# moving to Fujairah



## Wexy (Aug 23, 2009)

Hi guys, my husband has accepted a job in Fujairah and I am having problems finding any accommodation rental websites. Can anyone recommend one so we can get an idea of costs to rent a flat/house?


----------



## Elphaba (Jan 24, 2008)

Have you tried the Gulf News property website? I suggest you ask the future employer to assist.

Rents in Fujairah have always been cheaper than Dubai as few people want to live there full-time, as it is pretty quiet over there.

Good luck


----------



## Wexy (Aug 23, 2009)

*Fujairah*

Hi, thanks for replying. Have asked future employer for details so can have a look then. We were hoping to have an idea before then. I'll look at the Gulf news website. Thanks again.


Elphaba said:


> Have you tried the Gulf News property website?
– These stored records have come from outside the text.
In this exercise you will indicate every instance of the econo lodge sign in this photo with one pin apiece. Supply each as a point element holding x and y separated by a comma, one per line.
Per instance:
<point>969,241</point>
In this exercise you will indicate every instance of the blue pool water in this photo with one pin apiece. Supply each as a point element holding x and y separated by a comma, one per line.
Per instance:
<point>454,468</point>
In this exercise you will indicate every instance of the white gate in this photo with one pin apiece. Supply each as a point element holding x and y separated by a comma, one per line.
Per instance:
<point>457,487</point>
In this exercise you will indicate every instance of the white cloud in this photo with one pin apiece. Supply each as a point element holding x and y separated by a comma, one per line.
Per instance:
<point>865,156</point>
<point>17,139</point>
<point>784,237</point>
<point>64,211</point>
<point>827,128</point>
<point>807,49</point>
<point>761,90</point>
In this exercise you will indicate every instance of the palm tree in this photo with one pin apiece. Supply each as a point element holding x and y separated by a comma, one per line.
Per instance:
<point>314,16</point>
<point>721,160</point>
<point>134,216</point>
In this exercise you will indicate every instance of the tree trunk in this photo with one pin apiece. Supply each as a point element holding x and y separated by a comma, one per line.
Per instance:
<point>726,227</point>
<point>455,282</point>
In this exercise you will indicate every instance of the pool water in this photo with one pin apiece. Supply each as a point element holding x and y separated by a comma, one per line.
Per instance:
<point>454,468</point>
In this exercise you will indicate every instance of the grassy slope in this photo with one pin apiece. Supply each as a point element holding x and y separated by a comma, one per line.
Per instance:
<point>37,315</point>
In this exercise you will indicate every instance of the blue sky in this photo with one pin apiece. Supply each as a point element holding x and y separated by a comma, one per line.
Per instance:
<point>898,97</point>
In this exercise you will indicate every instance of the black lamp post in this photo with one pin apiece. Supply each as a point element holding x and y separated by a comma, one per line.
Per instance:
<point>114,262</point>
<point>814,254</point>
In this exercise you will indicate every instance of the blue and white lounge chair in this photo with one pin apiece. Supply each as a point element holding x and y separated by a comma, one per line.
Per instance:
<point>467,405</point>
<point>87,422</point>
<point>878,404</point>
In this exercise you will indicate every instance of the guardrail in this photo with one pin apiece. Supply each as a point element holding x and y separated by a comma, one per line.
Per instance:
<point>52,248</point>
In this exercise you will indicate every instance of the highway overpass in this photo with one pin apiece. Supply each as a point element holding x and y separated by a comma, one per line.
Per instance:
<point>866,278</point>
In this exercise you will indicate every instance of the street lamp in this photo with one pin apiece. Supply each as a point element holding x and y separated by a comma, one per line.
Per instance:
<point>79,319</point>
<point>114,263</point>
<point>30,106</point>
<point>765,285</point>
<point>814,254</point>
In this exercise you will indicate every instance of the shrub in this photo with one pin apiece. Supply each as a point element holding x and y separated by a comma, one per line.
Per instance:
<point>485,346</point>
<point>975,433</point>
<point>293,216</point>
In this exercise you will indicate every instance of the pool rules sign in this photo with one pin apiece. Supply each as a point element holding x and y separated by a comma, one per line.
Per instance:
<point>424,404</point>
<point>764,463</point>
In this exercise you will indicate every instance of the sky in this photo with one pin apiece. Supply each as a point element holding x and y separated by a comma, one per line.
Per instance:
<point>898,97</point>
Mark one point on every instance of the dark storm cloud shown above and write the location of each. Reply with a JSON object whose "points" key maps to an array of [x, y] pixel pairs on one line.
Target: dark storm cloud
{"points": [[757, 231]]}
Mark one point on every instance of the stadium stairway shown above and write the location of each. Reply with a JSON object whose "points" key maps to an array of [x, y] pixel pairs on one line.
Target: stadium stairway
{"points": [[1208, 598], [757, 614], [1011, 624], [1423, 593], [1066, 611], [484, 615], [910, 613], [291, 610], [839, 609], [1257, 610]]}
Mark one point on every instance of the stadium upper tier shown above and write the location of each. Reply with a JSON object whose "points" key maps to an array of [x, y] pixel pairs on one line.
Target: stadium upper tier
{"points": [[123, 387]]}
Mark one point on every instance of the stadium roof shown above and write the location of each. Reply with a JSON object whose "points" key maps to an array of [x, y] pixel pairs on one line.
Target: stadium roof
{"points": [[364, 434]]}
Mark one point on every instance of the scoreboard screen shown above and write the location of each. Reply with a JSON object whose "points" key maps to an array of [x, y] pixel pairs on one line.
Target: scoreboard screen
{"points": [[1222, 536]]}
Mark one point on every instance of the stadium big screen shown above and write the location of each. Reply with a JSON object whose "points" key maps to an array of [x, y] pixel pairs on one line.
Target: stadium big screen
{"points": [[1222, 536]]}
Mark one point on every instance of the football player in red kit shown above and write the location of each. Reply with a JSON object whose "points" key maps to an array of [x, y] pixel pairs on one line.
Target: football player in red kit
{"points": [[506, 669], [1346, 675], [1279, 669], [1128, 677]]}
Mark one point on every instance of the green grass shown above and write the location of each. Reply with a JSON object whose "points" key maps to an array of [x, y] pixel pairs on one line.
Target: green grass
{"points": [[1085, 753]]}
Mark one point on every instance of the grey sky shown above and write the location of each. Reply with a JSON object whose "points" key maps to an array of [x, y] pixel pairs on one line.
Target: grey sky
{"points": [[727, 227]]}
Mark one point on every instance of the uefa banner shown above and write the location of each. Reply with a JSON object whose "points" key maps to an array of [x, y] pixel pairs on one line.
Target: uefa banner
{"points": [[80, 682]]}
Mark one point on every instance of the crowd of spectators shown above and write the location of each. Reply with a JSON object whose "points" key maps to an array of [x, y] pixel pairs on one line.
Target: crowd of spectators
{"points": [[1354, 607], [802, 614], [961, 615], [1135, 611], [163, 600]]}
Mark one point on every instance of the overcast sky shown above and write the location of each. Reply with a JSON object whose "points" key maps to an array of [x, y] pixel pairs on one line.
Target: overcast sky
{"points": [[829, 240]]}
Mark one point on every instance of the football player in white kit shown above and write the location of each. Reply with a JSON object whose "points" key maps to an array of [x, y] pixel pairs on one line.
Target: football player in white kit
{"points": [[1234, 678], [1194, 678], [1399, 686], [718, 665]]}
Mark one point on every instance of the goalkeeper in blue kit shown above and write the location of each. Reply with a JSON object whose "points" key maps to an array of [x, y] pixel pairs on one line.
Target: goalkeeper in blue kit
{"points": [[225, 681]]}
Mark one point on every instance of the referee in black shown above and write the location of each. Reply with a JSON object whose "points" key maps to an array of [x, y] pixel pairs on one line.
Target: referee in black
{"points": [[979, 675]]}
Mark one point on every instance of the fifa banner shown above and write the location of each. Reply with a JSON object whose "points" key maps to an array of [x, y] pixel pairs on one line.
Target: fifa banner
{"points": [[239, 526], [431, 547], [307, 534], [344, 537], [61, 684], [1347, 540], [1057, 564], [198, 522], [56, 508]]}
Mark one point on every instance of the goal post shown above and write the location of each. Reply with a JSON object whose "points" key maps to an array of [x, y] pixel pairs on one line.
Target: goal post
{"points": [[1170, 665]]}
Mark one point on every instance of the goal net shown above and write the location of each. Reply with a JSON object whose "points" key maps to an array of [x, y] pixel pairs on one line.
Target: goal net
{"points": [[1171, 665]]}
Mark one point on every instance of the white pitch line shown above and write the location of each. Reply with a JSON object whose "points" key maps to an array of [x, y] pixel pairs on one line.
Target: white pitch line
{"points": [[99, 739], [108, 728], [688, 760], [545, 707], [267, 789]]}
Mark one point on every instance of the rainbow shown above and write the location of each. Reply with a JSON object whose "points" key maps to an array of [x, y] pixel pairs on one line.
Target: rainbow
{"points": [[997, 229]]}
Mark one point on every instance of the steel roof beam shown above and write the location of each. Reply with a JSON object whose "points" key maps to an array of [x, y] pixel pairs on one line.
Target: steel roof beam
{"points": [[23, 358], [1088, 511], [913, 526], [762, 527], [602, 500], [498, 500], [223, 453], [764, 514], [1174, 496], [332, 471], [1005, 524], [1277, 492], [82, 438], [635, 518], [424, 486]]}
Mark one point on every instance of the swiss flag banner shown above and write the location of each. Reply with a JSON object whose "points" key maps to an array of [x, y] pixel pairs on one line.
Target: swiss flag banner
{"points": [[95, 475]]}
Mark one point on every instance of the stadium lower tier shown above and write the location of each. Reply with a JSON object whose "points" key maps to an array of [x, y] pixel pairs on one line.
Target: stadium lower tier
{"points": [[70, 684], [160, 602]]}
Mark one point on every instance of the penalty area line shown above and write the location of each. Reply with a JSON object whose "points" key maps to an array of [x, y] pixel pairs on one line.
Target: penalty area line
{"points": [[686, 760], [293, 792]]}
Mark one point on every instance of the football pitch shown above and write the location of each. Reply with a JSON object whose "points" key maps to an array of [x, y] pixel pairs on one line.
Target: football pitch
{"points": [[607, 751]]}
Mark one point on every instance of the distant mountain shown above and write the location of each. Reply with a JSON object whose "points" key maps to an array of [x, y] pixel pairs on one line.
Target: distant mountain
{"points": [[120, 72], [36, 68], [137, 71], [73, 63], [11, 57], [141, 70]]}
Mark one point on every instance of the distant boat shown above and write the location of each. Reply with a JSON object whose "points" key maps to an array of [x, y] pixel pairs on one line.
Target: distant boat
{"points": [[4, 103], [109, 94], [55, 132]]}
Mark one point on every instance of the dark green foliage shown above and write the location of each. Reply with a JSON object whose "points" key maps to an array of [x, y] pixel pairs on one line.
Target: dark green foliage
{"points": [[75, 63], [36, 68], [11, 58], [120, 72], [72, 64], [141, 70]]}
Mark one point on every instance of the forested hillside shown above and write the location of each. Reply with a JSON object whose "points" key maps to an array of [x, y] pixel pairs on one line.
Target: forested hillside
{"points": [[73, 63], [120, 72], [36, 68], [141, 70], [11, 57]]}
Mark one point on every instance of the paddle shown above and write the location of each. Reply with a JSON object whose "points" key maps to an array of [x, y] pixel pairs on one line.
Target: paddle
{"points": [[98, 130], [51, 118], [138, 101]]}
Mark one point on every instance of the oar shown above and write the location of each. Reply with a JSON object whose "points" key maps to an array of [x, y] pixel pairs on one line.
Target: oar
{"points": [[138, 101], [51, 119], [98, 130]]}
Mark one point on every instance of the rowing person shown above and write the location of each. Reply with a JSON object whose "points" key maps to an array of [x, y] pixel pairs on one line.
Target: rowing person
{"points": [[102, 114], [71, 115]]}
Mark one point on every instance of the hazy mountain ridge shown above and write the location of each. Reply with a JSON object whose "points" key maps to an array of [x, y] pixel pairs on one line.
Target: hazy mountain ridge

I suggest you ask the future employer to assist.
> 
> Rents in Fujairah have always been cheaper than Dubai as few people want to live there full-time, as it is pretty quiet over there.
> 
> Good luck


----------



## Andy Capp (Oct 5, 2008)

I like Fuj, but it is a bit quieter than the west coast to say the least, however the weather is better there and it's around 90 mins to the west coast.

Hang around for Suey to come along, she's our blonde-in-fuj and the oracle of all things east!


----------